While retailers are as eager as ever to win holiday shoppers, a new report from Kantar Media finds they are still slashing ad budgets from last year’s levels in the final push of the season, redirecting at least some of those funds into digital. Mobile spending is up significantly, as are product-listing ads.
Kantar says the analysis, which focused on major retailers’ ad buys through Dec. 11, reveals an additional 13% decline to $1.08 billion, which includes TV, newspapers, radio and digital display ads, with newspapers the biggest casualty. And—as was true in its earlier report, analyzing initial holiday spending—almost every major retailer except JC Penney spent less than in 2015.
By category, only home furnishing stores spent more. Electronics stores slashed spending 32%, with Best Buy spending 56% less. Discount and department stores hacked budgets in those categories 25%, with Macy’s lowering its spend 37%, Kohl’s 28% and Walmart 27%. Even Amazon is spending less, down 1% from 2015 levels.

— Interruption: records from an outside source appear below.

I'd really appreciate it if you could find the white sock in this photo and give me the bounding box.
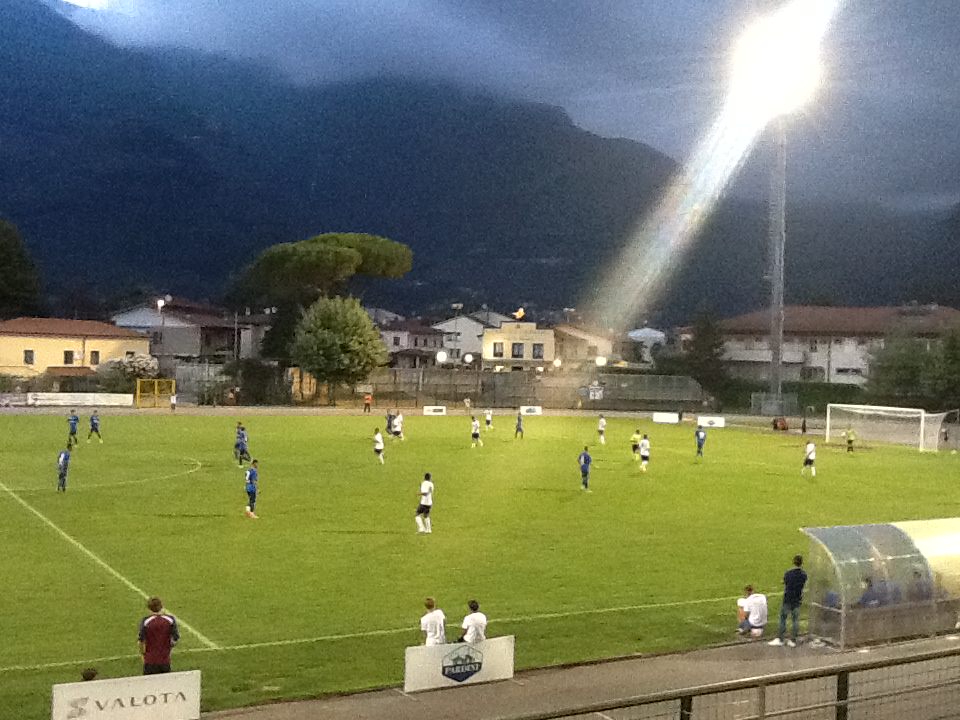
[600,436,605,444]
[811,467,816,477]
[379,454,385,464]
[415,516,425,532]
[424,517,432,533]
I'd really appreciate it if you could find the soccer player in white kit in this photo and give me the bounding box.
[802,441,816,477]
[415,472,435,533]
[485,408,493,431]
[639,434,651,471]
[420,597,446,646]
[471,416,483,447]
[597,414,607,444]
[393,411,405,440]
[373,428,385,464]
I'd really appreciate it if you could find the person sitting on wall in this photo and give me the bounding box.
[736,585,768,638]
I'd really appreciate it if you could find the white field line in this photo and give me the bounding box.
[10,456,204,492]
[1,595,740,672]
[0,478,219,650]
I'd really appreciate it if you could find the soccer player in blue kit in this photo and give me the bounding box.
[57,445,71,492]
[244,460,259,519]
[67,410,80,448]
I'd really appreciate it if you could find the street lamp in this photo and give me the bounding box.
[463,353,473,364]
[435,350,448,365]
[594,356,608,368]
[729,0,831,410]
[552,358,562,369]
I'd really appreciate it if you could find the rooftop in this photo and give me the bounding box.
[382,320,445,335]
[720,305,960,336]
[0,317,146,339]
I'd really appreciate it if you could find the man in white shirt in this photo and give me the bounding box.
[484,409,493,431]
[420,597,446,646]
[393,412,405,440]
[597,415,607,445]
[415,472,434,534]
[458,600,487,643]
[801,441,816,477]
[471,416,483,448]
[639,434,651,472]
[736,585,768,637]
[373,428,385,465]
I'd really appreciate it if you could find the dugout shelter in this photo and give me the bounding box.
[803,519,960,648]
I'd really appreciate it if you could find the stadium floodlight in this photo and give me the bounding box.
[463,353,473,364]
[595,356,607,368]
[435,350,448,364]
[729,0,832,123]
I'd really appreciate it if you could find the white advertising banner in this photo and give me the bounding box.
[519,405,543,416]
[698,415,726,428]
[29,393,134,407]
[423,405,447,415]
[403,636,515,693]
[652,412,680,424]
[51,671,201,720]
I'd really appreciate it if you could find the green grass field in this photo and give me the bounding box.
[4,411,960,718]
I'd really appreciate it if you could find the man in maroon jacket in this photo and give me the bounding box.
[138,597,180,674]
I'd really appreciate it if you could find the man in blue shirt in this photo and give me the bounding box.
[67,410,80,448]
[244,459,259,519]
[769,555,807,647]
[57,445,71,492]
[578,446,592,491]
[88,410,103,444]
[695,425,707,458]
[234,423,251,466]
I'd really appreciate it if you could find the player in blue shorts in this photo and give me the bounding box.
[244,460,259,518]
[234,423,251,466]
[695,425,707,458]
[57,445,71,492]
[578,446,592,491]
[67,410,80,448]
[88,410,103,443]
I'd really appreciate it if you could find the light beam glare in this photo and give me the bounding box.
[586,0,841,330]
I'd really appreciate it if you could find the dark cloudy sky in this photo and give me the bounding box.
[61,0,960,210]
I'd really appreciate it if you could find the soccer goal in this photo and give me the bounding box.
[136,378,176,409]
[826,404,959,452]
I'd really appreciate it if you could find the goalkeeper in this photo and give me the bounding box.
[844,427,857,453]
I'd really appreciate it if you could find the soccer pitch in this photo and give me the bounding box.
[4,411,960,718]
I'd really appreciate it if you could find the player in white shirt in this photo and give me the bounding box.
[639,434,651,472]
[373,428,385,465]
[484,408,493,431]
[415,472,434,534]
[458,599,487,643]
[597,414,607,445]
[420,597,446,646]
[471,416,483,447]
[801,441,816,477]
[393,412,405,440]
[736,585,768,636]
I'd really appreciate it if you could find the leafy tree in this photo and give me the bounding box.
[867,333,933,402]
[230,233,412,362]
[685,311,728,393]
[290,296,387,403]
[0,220,42,318]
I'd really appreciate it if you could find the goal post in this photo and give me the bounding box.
[136,378,176,408]
[826,403,958,452]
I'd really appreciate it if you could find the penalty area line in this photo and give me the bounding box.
[1,595,739,672]
[0,479,220,650]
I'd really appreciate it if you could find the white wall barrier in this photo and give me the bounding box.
[29,393,134,407]
[423,405,447,415]
[698,415,726,428]
[404,636,515,693]
[519,405,543,416]
[652,412,680,424]
[51,670,201,720]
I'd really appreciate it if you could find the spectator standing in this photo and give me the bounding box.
[736,585,768,637]
[363,392,373,414]
[138,597,180,674]
[769,555,807,647]
[458,600,488,643]
[420,597,446,646]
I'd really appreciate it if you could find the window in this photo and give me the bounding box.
[809,339,819,352]
[23,349,34,365]
[511,342,524,359]
[125,351,135,359]
[393,336,400,347]
[63,350,74,365]
[532,343,544,359]
[836,367,863,376]
[89,350,100,365]
[493,342,504,358]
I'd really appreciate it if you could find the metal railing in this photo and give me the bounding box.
[513,644,960,720]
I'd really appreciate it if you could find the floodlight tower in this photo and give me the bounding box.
[730,0,831,410]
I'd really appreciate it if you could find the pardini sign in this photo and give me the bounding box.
[404,636,515,693]
[52,671,200,720]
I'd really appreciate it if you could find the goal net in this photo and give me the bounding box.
[136,379,176,409]
[826,404,958,452]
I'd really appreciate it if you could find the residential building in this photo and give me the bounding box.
[481,321,555,371]
[553,324,619,368]
[718,304,960,386]
[366,307,405,327]
[111,298,267,371]
[0,317,149,379]
[469,309,511,328]
[431,315,492,363]
[380,320,447,369]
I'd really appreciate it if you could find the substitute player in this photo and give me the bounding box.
[695,425,707,458]
[630,429,642,461]
[88,410,103,443]
[801,441,816,477]
[373,428,385,464]
[639,434,651,472]
[415,472,434,534]
[244,460,259,518]
[67,410,80,448]
[471,416,483,447]
[57,444,71,493]
[578,446,592,491]
[597,414,607,445]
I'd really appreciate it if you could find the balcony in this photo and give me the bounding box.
[723,348,805,364]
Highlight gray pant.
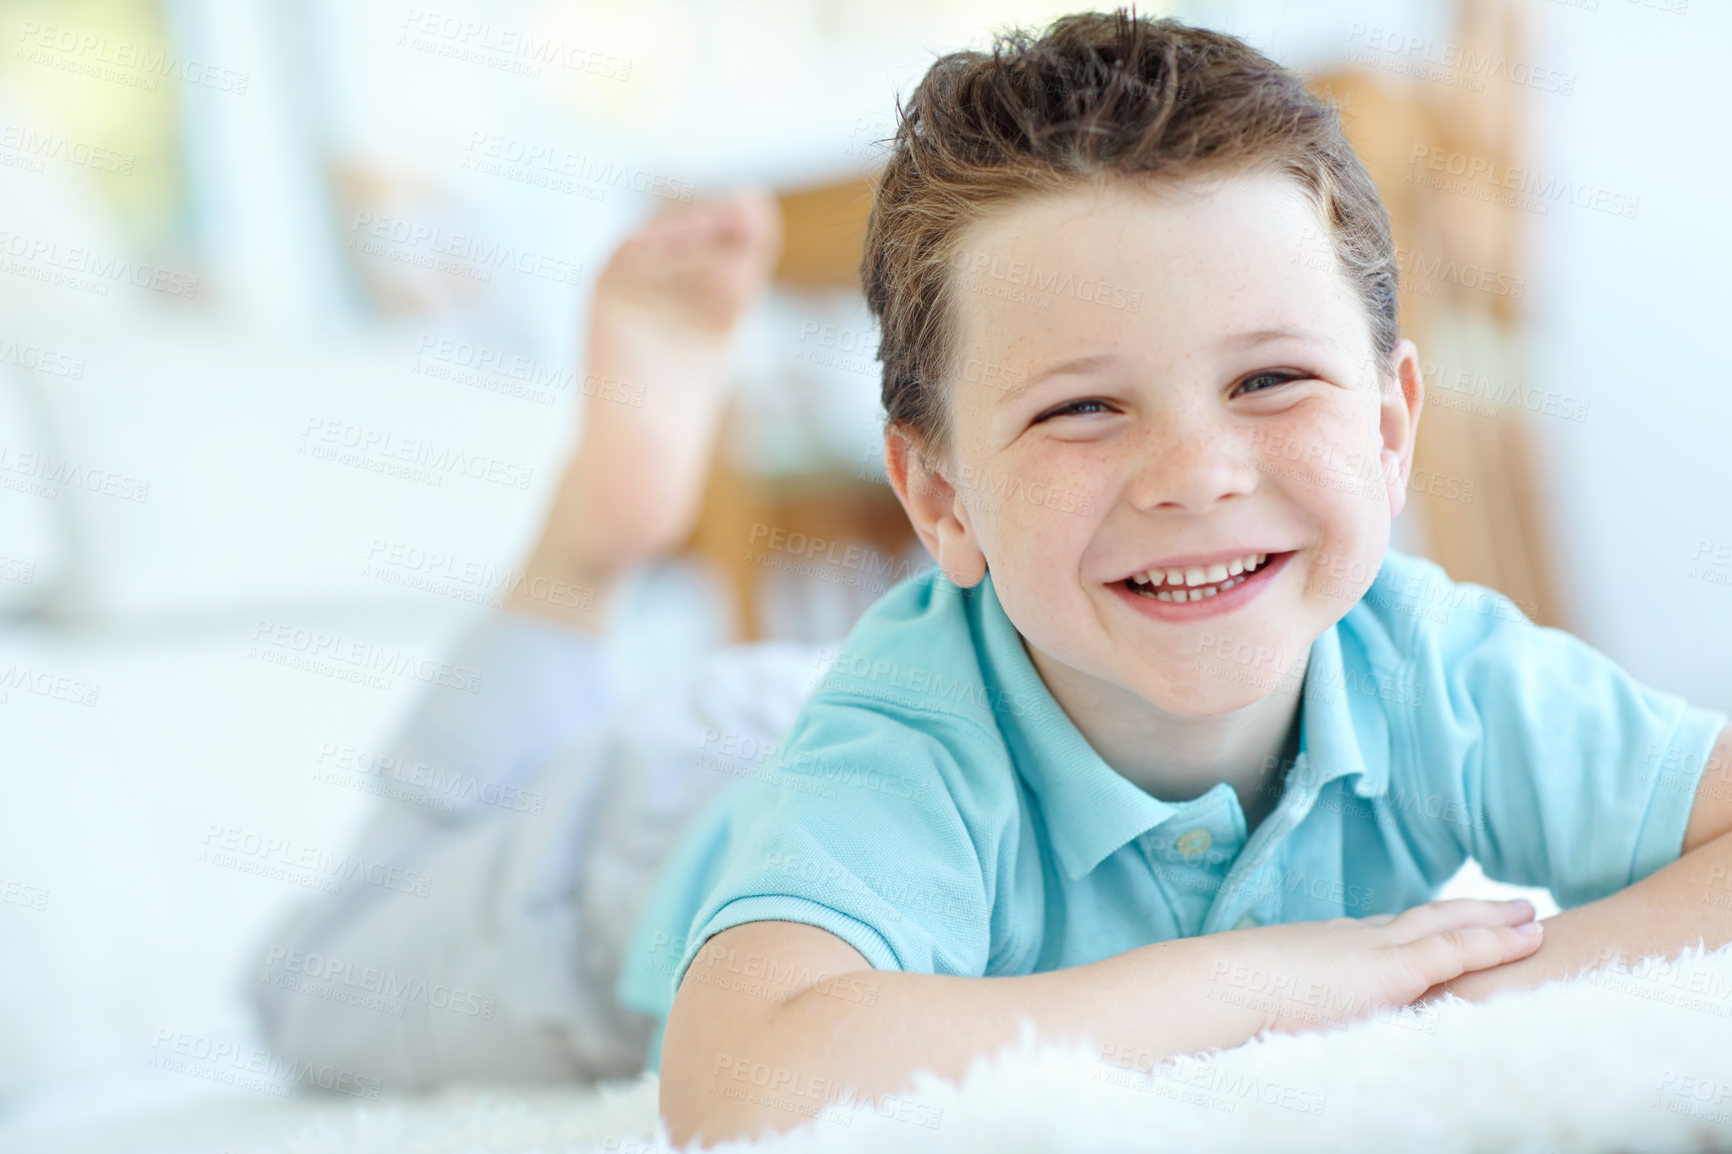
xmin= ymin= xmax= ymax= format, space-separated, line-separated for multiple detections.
xmin=246 ymin=609 xmax=820 ymax=1089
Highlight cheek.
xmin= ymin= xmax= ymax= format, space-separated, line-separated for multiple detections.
xmin=1256 ymin=400 xmax=1390 ymax=583
xmin=1259 ymin=401 xmax=1384 ymax=509
xmin=1303 ymin=518 xmax=1392 ymax=616
xmin=971 ymin=449 xmax=1106 ymax=563
xmin=989 ymin=500 xmax=1091 ymax=585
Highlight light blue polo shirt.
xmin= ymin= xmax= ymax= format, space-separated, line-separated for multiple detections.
xmin=617 ymin=548 xmax=1727 ymax=1070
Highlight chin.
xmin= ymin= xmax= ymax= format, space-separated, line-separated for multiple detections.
xmin=1136 ymin=669 xmax=1268 ymax=718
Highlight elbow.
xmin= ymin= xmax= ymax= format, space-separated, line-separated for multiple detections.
xmin=658 ymin=988 xmax=812 ymax=1147
xmin=658 ymin=921 xmax=882 ymax=1144
xmin=660 ymin=1068 xmax=800 ymax=1150
xmin=657 ymin=1031 xmax=775 ymax=1148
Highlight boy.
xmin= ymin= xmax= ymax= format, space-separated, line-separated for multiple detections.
xmin=647 ymin=11 xmax=1732 ymax=1146
xmin=249 ymin=10 xmax=1731 ymax=1145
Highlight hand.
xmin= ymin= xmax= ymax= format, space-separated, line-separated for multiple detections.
xmin=1206 ymin=898 xmax=1544 ymax=1035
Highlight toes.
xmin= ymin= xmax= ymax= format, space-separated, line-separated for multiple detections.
xmin=720 ymin=185 xmax=780 ymax=237
xmin=596 ymin=187 xmax=781 ymax=330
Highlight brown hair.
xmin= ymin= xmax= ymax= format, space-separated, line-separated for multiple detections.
xmin=861 ymin=8 xmax=1398 ymax=459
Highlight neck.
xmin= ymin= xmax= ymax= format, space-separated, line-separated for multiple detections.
xmin=1026 ymin=640 xmax=1308 ymax=830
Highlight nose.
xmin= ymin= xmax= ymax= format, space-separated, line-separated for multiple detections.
xmin=1123 ymin=406 xmax=1259 ymax=513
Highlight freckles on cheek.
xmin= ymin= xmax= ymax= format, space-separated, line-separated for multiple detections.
xmin=1009 ymin=513 xmax=1068 ymax=567
xmin=1298 ymin=528 xmax=1385 ymax=613
xmin=1040 ymin=451 xmax=1110 ymax=516
xmin=993 ymin=512 xmax=1084 ymax=598
xmin=1261 ymin=403 xmax=1383 ymax=493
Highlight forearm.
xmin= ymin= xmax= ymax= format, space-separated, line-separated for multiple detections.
xmin=1434 ymin=830 xmax=1732 ymax=1002
xmin=785 ymin=937 xmax=1279 ymax=1078
xmin=665 ymin=929 xmax=1273 ymax=1145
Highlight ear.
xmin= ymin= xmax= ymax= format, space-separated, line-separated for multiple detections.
xmin=882 ymin=425 xmax=988 ymax=588
xmin=1379 ymin=339 xmax=1425 ymax=519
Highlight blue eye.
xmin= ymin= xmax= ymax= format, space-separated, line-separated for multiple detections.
xmin=1037 ymin=398 xmax=1112 ymax=421
xmin=1236 ymin=371 xmax=1304 ymax=396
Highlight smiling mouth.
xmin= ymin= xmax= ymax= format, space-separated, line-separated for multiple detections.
xmin=1121 ymin=551 xmax=1292 ymax=602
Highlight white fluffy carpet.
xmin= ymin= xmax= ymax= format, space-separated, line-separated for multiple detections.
xmin=22 ymin=945 xmax=1732 ymax=1153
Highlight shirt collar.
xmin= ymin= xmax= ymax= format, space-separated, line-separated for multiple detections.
xmin=969 ymin=572 xmax=1386 ymax=881
xmin=1290 ymin=620 xmax=1390 ymax=802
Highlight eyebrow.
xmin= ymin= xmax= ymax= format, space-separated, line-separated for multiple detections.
xmin=1010 ymin=328 xmax=1339 ymax=403
xmin=1218 ymin=327 xmax=1335 ymax=351
xmin=1013 ymin=352 xmax=1123 ymax=399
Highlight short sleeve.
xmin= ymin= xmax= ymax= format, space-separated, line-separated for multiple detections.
xmin=669 ymin=699 xmax=997 ymax=993
xmin=1409 ymin=589 xmax=1729 ymax=909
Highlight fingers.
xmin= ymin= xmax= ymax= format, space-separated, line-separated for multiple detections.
xmin=1379 ymin=897 xmax=1535 ymax=944
xmin=1399 ymin=920 xmax=1544 ymax=991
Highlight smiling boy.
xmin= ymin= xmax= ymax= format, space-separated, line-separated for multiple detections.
xmin=610 ymin=12 xmax=1732 ymax=1146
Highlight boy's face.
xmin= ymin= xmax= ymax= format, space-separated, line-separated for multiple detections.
xmin=886 ymin=172 xmax=1424 ymax=717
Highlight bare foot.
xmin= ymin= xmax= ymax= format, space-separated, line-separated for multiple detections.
xmin=509 ymin=188 xmax=782 ymax=630
xmin=592 ymin=185 xmax=783 ymax=341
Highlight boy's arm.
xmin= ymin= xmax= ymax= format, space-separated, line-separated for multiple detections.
xmin=1432 ymin=723 xmax=1732 ymax=1002
xmin=658 ymin=920 xmax=1262 ymax=1146
xmin=660 ymin=902 xmax=1545 ymax=1147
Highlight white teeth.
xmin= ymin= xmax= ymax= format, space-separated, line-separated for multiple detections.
xmin=1128 ymin=552 xmax=1277 ymax=593
xmin=1146 ymin=576 xmax=1240 ymax=602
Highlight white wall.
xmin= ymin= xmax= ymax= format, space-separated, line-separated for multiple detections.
xmin=1520 ymin=1 xmax=1731 ymax=712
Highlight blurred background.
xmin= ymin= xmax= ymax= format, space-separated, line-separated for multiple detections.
xmin=1 ymin=0 xmax=1727 ymax=1142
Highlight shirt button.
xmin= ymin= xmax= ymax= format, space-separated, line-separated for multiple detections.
xmin=1174 ymin=828 xmax=1213 ymax=856
xmin=1233 ymin=915 xmax=1261 ymax=930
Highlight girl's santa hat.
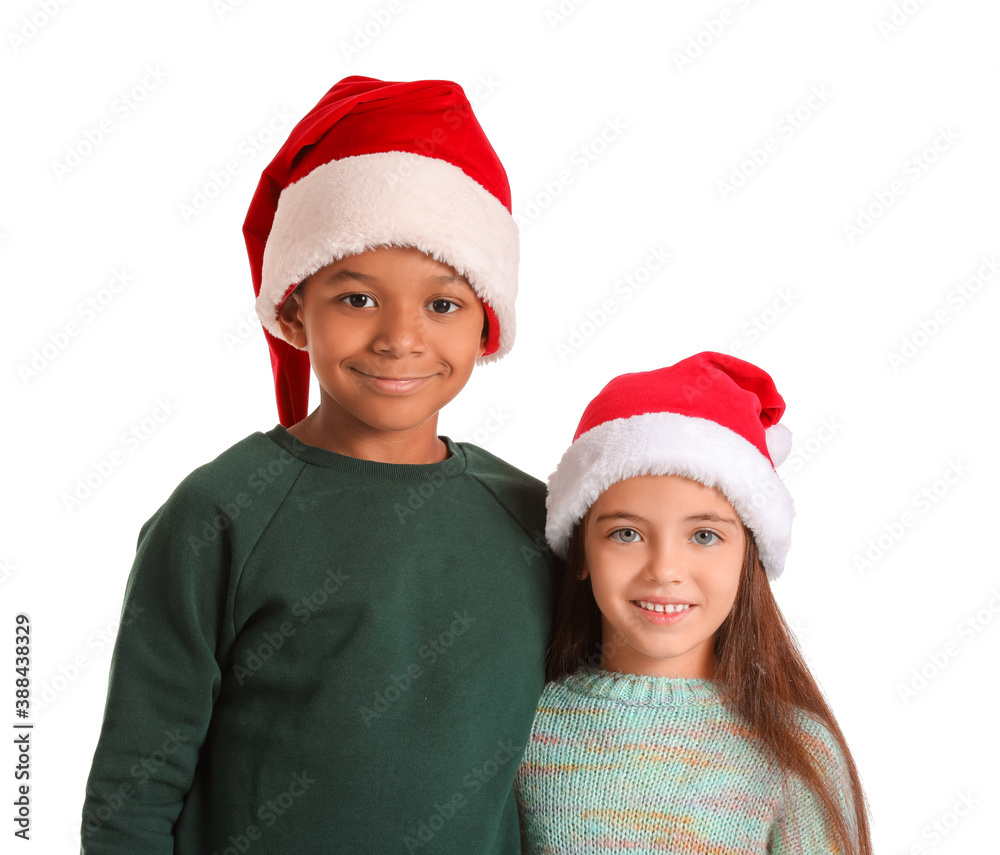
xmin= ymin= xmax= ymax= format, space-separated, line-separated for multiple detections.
xmin=546 ymin=351 xmax=795 ymax=579
xmin=244 ymin=76 xmax=519 ymax=426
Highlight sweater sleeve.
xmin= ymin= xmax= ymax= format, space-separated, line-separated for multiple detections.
xmin=768 ymin=718 xmax=857 ymax=855
xmin=80 ymin=479 xmax=236 ymax=855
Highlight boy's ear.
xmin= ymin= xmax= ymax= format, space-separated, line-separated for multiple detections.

Spending on product listing ads, or PLAs, doubled, according to AdGooroo, Kantar’s search division. But overall, spending on desktop paid search, which includes both text ads and PLAs, sank 16%, which Kantar says is likely because of increases in mobile search spending.
Social media use is increasing, both in frequency and sophistication, with its analysis revealing thousands of posts from a subset of the nine largest retailers. These stores used Instagram the least, but had highest levels of engagement.
In what might be troubling news for all retailers, it looks like consumers may be tightening their budgets, too. NPD Group, the Port Washington, N.Y.-based market research company says its latest weekly point-of-sale analysis slipped 5% from the comparable week last year. Cumulatively, dollar sales in the first six weeks of the are lagging last year’s by 4%. Spending on apparel is up 1%, and the only category to register a gain. And toy sales fell 9%.
“The holiday lull of week six is deeper than retailers want, but they drove it with deeper and deeper discounts,” writes Marshal Cohen, NPD’s chief industry analyst, in its report. “This year’s trend clearly demonstrates how extreme promotions, now most noticeable in toys and electronics, are steering retail off the path of growth.”